Differences between a local PC and a cluster will reflect how much memory is available on the stack, which will reflect aspects of memory management that are context-dependent: for instance, I see a crash when using RStudio, but not when running a standalone R session, presumably because Windows allocates memory differently in these contexts.
Hi Martin,
I've been trying to compare two trees with around 5k leaves (both have the same number of leaves) but I couldn't pass the error : This many leaves cannot be supported. Please contact the TreeTools maintainer if you need to use more!
.
I first tried following the above process (uninstalling previous versions) as you suggest but it still gives me the error on my local computer. Then I build a fresh R conda env on a distant server with more resources but I still get the same error.
Any idea what could cause this issue ?
Also, thanks a lot for your tools, they have been very useful so far! Paul.
Glad you have been finding the tools useful, @pterzian. Not clear why you would be seeing the "This many leaves" with ~5000 leaves if you are using the BigTreeTools
and BigTreeDist
packages; maybe worth checking that you are using the functions from these modified packages (which have different names, so need loading with e.g. library("BigTreeDist")
) rather than TreeDist
?
You are absolutely right! I saw the BigTreeTools package was installed. However I don't see any BigTreeDist package, should it be installed along with the devtools::install_github("ms609/TreeDist")
command ?
Checking conda logs :
This command successfully installed BigTreeTools devtools::install_github("ms609/TreeTools", ref = "more-leaves")
building ‘BigTreeTools_1.10.0.tar.gz’
However this command devtools::install_github("ms609/TreeDist")
did not install BigTreeDist :
building ‘TreeDist_2.7.0.tar.gz’
Looks like the ref = "more-leaves"
argument is missing from your second command. (Note updated above.)

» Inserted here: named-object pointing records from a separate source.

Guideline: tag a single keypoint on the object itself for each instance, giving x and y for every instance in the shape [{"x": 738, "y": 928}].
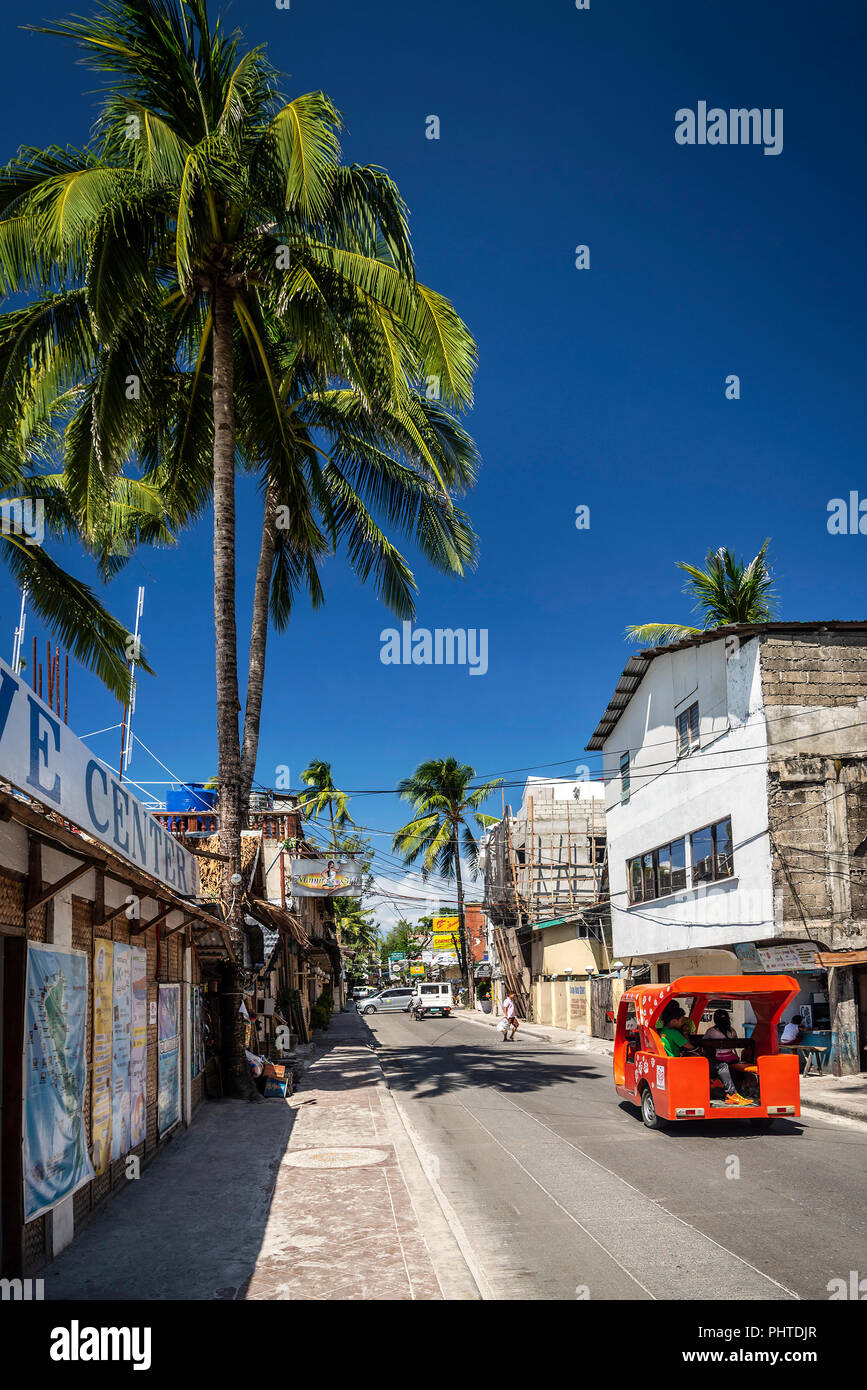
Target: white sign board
[
  {"x": 43, "y": 758},
  {"x": 788, "y": 958}
]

Hi, I am trying to measure distances between two trees, and getting this error message:
> TreeDistance(t1, t2) Error: This many leaves cannot be supported. Please contact the TreeTools maintainer if you need to use more!
I tried decreasing the number of tips to 4096 (as mentioned in some part of the TreeDist manual), but I still get this error. Is there a workaround for this, and how much tips are allowed by default? Somehow I cannot find it in the documentation. Thank you!